PTMScan® Trypsin Digested Control Peptides I are supplied as lyophilized powder. Centrifuge the tube containing the lyophilized peptide in order to collect all material to be dissolved. Add 1.4 ml PTMScan® IAP Buffer (1X) and follow the PTMScan® kit protocol from the Immunoaffinity Purification (IAP) step using the entire vial of reconstituted peptides.
Antibody beads are supplied in IAP buffer containing 50% glycerol. Store at -20°C. Do not aliquot the antibody. Store lyophilized peptides at -20°C. In lyophilized form, the peptides are stable for 24 months.

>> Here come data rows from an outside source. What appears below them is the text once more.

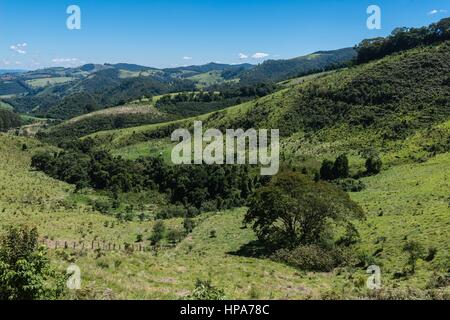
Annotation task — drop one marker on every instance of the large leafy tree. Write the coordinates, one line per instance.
(293, 210)
(25, 271)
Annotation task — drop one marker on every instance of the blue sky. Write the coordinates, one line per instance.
(165, 33)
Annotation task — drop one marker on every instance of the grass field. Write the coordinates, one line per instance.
(45, 82)
(406, 202)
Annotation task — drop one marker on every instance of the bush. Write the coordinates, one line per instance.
(341, 168)
(350, 185)
(312, 258)
(204, 290)
(188, 225)
(293, 210)
(373, 165)
(102, 206)
(25, 271)
(158, 232)
(171, 212)
(175, 236)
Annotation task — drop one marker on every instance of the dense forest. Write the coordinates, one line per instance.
(205, 186)
(8, 120)
(218, 97)
(403, 39)
(278, 70)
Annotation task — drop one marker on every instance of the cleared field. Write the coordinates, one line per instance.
(5, 105)
(45, 82)
(406, 202)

PTMScan® Technology employs a proprietary methodology from Cell Signaling Technology (CST) for peptide enrichment by immunoprecipitation using a specific bead-conjugated antibody in conjunction with liquid chromatography (LC) tandem mass spectrometry (MS/MS) for quantitative profiling of post-translational modification (PTM) sites in cellular proteins. These include phosphorylation (PhosphoScan®), ubiquitination (UbiScan®), acetylation (AcetylScan®), and methylation (MethylScan®), among others. PTMScan® Technology enables researchers to isolate, identify, and quantitate large numbers of post-translationally modified cellular peptides with a high degree of specificity and sensitivity, providing a global overview of PTMs in cell and tissue samples without preconceived biases about where these modified sites occur (1). For more information on PTMScan® Proteomics Services, please visit www.cellsignal.com/services/index.html.

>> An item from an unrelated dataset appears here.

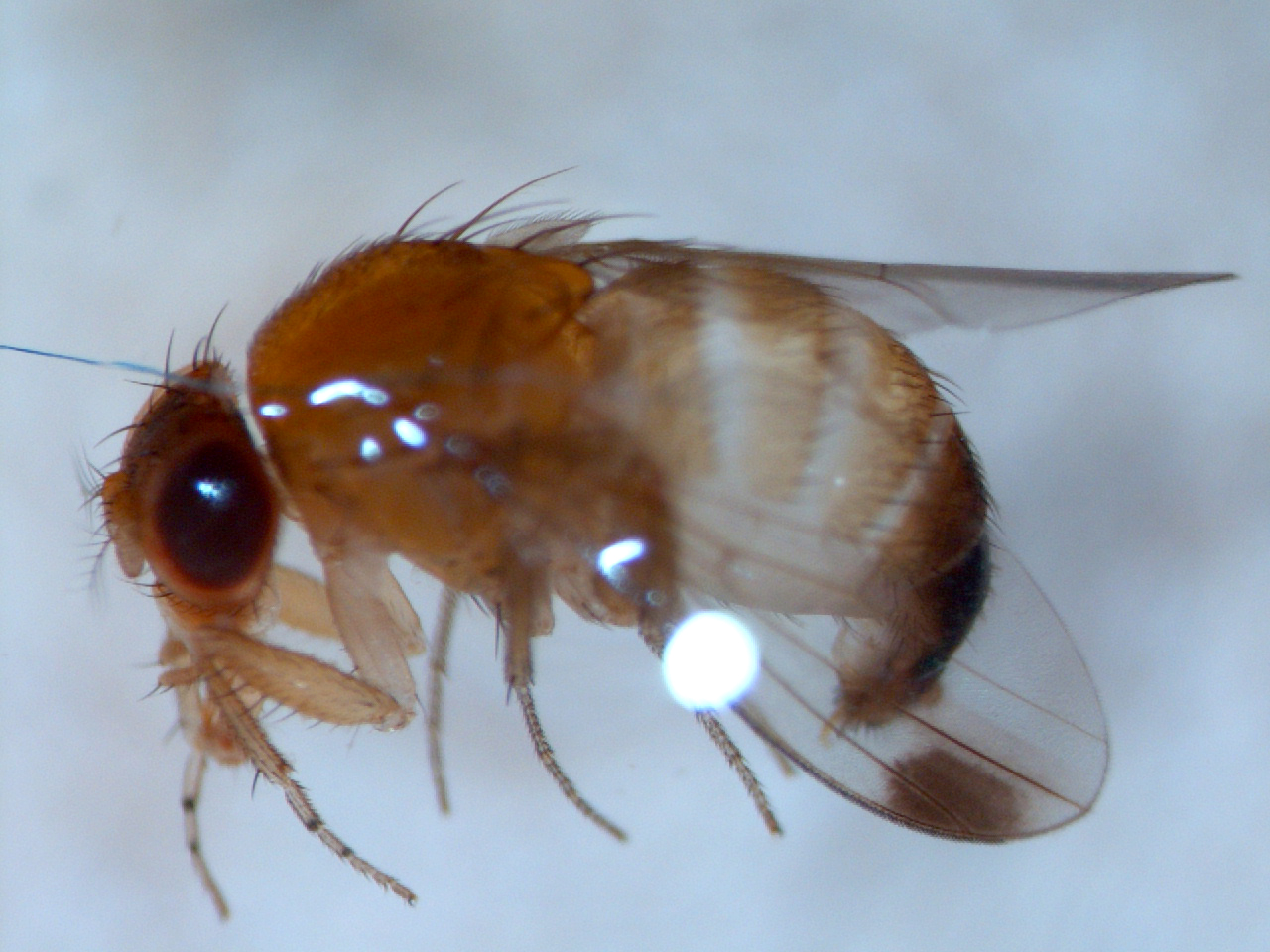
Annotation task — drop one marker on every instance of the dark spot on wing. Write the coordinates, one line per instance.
(939, 789)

Acetylation of lysine, like phosphorylation of serine, threonine or tyrosine, is an important reversible modification controlling protein activity. The conserved amino-terminal domains of the four core histones (H2A, H2B, H3, and H4) contain lysines that are acetylated by histone acetyltransferases (HATs) and deacetylated by histone deacetylases (HDACs) (1). Signaling resulting in acetylation/deacetylation of histones, transcription factors, and other proteins affects a diverse array of cellular processes including chromatin structure and gene activity, cell growth, differentiation, and apoptosis (2-6). Recent proteomic surveys suggest that acetylation of lysine residues may be a widespread and important form of posttranslational protein modification that affects thousands of proteins involved in control of cell cycle and metabolism, longevity, actin polymerization, and nuclear transport (7,8). The regulation of protein acetylation status is impaired in cancer and polyglutamine diseases (9), and HDACs have become promising targets for anti-cancer drugs currently in development (10).